In November 2011, Sentance joined Pricewaterhouse Coopers (PwC) as their senior economic adviser. He retired from PwC at the end of October 2018 and joined Cambridge Econometrics as a part-time Senior Adviser in October 2019, retiring in September 2023.

==Advice to government==
Sentance was a founder member of the Treasury's Panel of Independent Forecasters which provided advice to the Chancellor of the Exchequer during the Conservative Government in the 1990s. He also acted as a government adviser on official statistics and corporate social responsibility in the 1990s and 2000s. He was appointed to the Monetary Policy Committee of the Bank of England by the Chancellor of the Exchequer in 2006, and served on the Committee from 1 October 2006 until 31 May 2011. He was regarded as an inflation hawk on the MPC, arguing unsuccessfully for interest rate rises from June 2010 until his term ended in May 2011.
He was replaced by Ben Broadbent.

He is a former member of the Commission for Integrated Transport (2006–10) and also acted as an expert adviser to the Department for Transport on the framework of regulation for UK airports. He was a member of the Green Fiscal Commission (2007–09) and in 2010/11 chaired a UK Government expert group on the International Dimensions of Climate Change. In 2017 and 2018, he was chairman of the Essex Economic Commission.

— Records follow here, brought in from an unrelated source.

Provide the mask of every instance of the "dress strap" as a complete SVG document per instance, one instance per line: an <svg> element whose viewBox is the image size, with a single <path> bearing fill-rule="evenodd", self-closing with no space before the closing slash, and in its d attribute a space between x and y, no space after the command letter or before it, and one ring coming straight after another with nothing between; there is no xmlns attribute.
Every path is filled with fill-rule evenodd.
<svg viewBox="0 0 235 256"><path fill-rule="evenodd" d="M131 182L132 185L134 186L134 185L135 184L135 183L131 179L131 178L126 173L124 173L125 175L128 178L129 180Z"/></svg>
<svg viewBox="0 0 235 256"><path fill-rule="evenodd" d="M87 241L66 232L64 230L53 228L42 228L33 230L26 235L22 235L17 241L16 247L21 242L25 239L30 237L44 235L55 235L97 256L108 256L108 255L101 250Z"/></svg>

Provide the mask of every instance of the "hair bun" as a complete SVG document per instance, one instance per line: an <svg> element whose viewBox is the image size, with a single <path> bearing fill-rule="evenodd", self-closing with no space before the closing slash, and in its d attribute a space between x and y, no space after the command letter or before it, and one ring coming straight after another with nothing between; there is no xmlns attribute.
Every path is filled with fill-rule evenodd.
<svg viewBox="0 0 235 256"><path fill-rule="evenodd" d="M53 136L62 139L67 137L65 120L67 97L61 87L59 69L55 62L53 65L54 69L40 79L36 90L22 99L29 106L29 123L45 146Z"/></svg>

Sentance was appointed Commander of the Order of the British Empire (CBE) in the 2012 New Year Honours for services to the economy.

In early 2019 Sentance criticized the Bank of England's 'doomsday scenario report on Brexit'. He told MPs that the report was 'extreme' and 'implausible' and he queried to what extent the Bank was independent from the Government whilst Mark Carney was in charge.

==Criticism==
The economist Paul Krugman criticized an article Sentance wrote in London's Financial Times on 21 September 2015, which opposed the US Federal Open Market Committee's decision not to raise interest rates. Krugman writes:

What makes the piece so remarkable is that there isn’t so much as a nod to what you might have thought was the standard approach to monetary policy; not only has Sentance made up his own version of macroeconomics, he’s evidently completely unaware that he has done so.

According to Krugman, Sentance criticizes the Fed for its shifting arguments against raising rates ("sluggish growth in all the major western economies in 2011-12; the euro crisis in 2013-14; and now the Fed is citing weak economic growth in China and the impact this has on financial markets") and says: "If you look around hard enough, there can always be a reason for not raising interest rates." Krugman points out that Sentance never once mentions that, according to Krugman, US "inflation is still below the Fed’s target, and shows no sign of rising".

==Personal life==
Andrew Sentance is married with two adult children and two young grandsons. His main interest outside work is music. He plays the piano, organ, guitar and bass guitar and he is a former member of a band called 'Revelation'. He is also involved in local church music in the area around Broxbourne, Hertfordshire, where he now lives. Since 2019, he has played the organ regularly and acted as Director of Music in the Parish of Bengeo near Hertford. Sentance takes a keen interest in environmental affairs and also in charity work: he is a former trustee of Build It International, a development charity, and a former trustee of the charity Harvest Help (now known as Self Help Africa) as well as a former trustee of the Anglo-German Foundation. He is also a former Chair and Trustee of the Templefields Multi-Academy Trust, which oversees three primary schools in Harlow, Essex.